Genesis 10:2

2De zonen van Jafeth zijn: Gomer, en Magog, en Madai, en Javan, en Tubal, en Mesech, en Thiras.
 zonen Dezen hebben zich van de plaatsen hunner woningen het meest noord-en westwaarts verspreid; want zich eerst nedergezet hebbende in Klein-Azië, hebben zij langzamerhand de noordse landen en Europa het meest vervuld.
,
 Gomer, De nakomelingen van dezen hebben het noordelijke gedeelte van Klein-Azië bewoond; waarom zij onder de noordse volken worden geteld.
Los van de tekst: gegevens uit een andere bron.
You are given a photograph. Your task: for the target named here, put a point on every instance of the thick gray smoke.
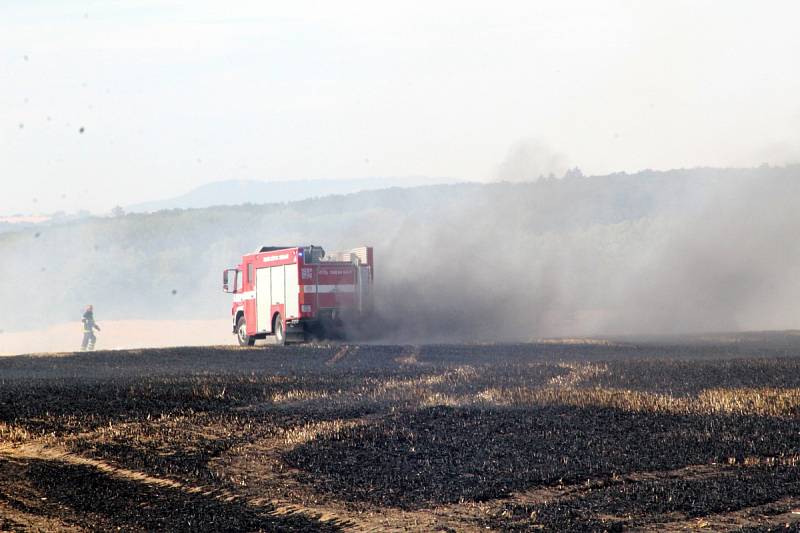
(711, 251)
(656, 252)
(530, 159)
Eze 38:6. En daar zij zich ook westwaarts uitgebreid hebben, zo houdt men het er voor dat zij de voorttelers mede zijn der volken in wier landen de Gallo-Grieken naderhand gewoond hebben.
,
 Magog, De stamvader der Scythen; zie van dezen Eze 38:2, Eze 39:6.
,
 Madái, Van wien zijn de Meden; zie 2Ki 17:6; Isa 13:17; Jer 25:25; Dan 5:6, Dan 5:8.
,
 Javan, De vader der Grieken; zie van dezen Isa 66:19; Dan 8:21; Joe 3:6; Eze 27:13, Eze 27:19.
,
 Tubal, Men houdt het er voor dat van dezen de Iberen en uit dezen de Spanjaarden voortgekomen zijn. Zie Eze 27:13, Eze 32:28, Eze 38:2-3.
,
 Mesech, Hebr. Meschech, welke van dezen afkomstig zijn, is onzeker. Sommigen menen die van Cappadocië; anderen, die van Mysië; enigen, de Moschen, of Moskovieten. Zie Eze 38:2-3.
,
 Thiras Van dezen is in de H.Schrift niets meer vermeld; doch het gevoelen van velen is dat de Thraciërs aan de oevers van den Dniester, naburen der Macedoniërs, van hem zijn voortgekomen.